La cultura del miedo se entiende aquí, básicamente, como el resultado de un abuso de poder continuado (suministrado en dosis más o menos pequeñas) que existe y se perpetúa debido al mantenimiento de una situación de clara precariedad creada o sustentada por los propios gestores. Estos abusos raramente adquieren, en las sociedades desarrolladas, claros tintes de obviedad, si bien es cierto que tras el 11S de 2001 determinadas decisiones políticas hasta entonces impensables en estados de derecho han adquirido carácter de normalidad y a las que, por supuesto, la cultura no ha resultado ajena. El funcionamiento de estas acciones generalmente se basa en el asincronismo entre quienes aceptan cargos públicos (especialmente en materias que les son ajenas o novedosas) y sus decisiones políticas. No se descubre nada nuevo afirmando que la cultura ha sido, tradicionalmente, una materia sobre-valorada cuando actúa como propaganda, e infra-valorada cuando lo hace desde la crítica. Por esto mismo resulta maleable y fácil de instrumentalizar.

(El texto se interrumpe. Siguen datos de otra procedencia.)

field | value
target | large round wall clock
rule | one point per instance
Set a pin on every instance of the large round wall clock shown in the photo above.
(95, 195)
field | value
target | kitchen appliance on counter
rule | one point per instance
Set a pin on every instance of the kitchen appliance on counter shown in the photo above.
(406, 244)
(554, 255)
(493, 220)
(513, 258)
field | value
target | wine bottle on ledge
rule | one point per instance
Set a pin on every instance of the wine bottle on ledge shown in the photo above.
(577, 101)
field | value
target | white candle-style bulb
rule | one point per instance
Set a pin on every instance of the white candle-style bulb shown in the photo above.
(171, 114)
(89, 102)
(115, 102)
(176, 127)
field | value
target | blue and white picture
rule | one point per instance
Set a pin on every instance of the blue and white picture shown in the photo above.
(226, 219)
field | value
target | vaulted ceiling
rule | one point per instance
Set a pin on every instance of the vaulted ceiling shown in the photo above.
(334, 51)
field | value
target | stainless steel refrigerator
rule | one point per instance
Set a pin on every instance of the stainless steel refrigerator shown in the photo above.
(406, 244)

El resultado de estas acciones, muchas veces impunes, generan y consolidan una actitud cortesana entre quienes conviven en los variados ámbitos de la cultura, cuando no temerosa a quedarse fuera (o sentirse excluido) del reparto de lo público. Dicho reparto es necesario debido a que la situación (y aquí entramos en un bucle sin principio claro ni fin a la vista) se asienta en una clara precariedad de las libertades y se aúpa en el hecho de que muchas de estas acciones culturales son per se -o han devenido- minoritarias.

Las tácticas empleadas por el poder para consumar estas acciones comprende desde las más evidentes pruebas de censura institucional (en forma de negativa a proyectos o exposiciones, cierre de espacios físicos o virtuales, cesión de cargos sin previo aviso y sin otros motivos que la decisión política, etc.) hasta los ejemplos más sofisticados de asunción pública del contrincante, asumiendo el poder incluso la autoría de las voces críticas surgidas desde organismos o colectivos independientes, realizadas a sus propias políticas o gestiones culturales.

Como segunda tesis, íntimamente ligada a esta primera, planteamos que la cultura del miedo promovida por el poder surge por el miedo real a la verdadera cultura. Este aparente juego de palabras tiene una muy clara exposición. Si entendemos la cultura como registro de formas de hacer propias, intransferibles, pero al mismo tiempo de carácter universal; si consideramos que es una acción continuada de maneras de pensar que buscan en la semejanza con el productor/a que la practica la posible diversidad de quien la consume; si la creemos herramienta eficaz e inseparable de la creación y a ésta como sentido (casi ineludible) de nuestra presencia en el mundo; si, en definitiva, hace visible formas no homogéneas de pensar y comportarse porque encuentra su hábitat idóneo en la variedad, podremos hacernos una idea de porqué no es aconsejable para quien persigue el mantenimiento de las jerarquías socioculturales y su modelo hegemónico, este tipo de acciones. No lo es, incluso, ni para aquellos creadores que se asustan de sus propios encuentros y deciden recular en su osadía para no sentirse indefensos, mermada su auto-confianza, ante la maquinaria incesante de lo establecido.

Así pues, resolvemos que en las sociedades actuales y en sus modelos de gestión públicos y culturales nadie queda exento de culpa. De ahí que este concepto ancestral y grávido se haya metamorfoseado tantas veces en tan variadas formas, hasta su configuración actual –se diría que única y tal vez por ello novedosa- de haber sido final y completamente extirpado. Cualquier decisión, tomada bien en el ámbito de lo público bien en lo concerniente a lo privado, quedará por siempre justificada por la propia y bien vista decisión individual. Aunque en ésta quede implícito, paradójicamente, el miedo real a la verdadera crítica cultural y a sus consecuencias.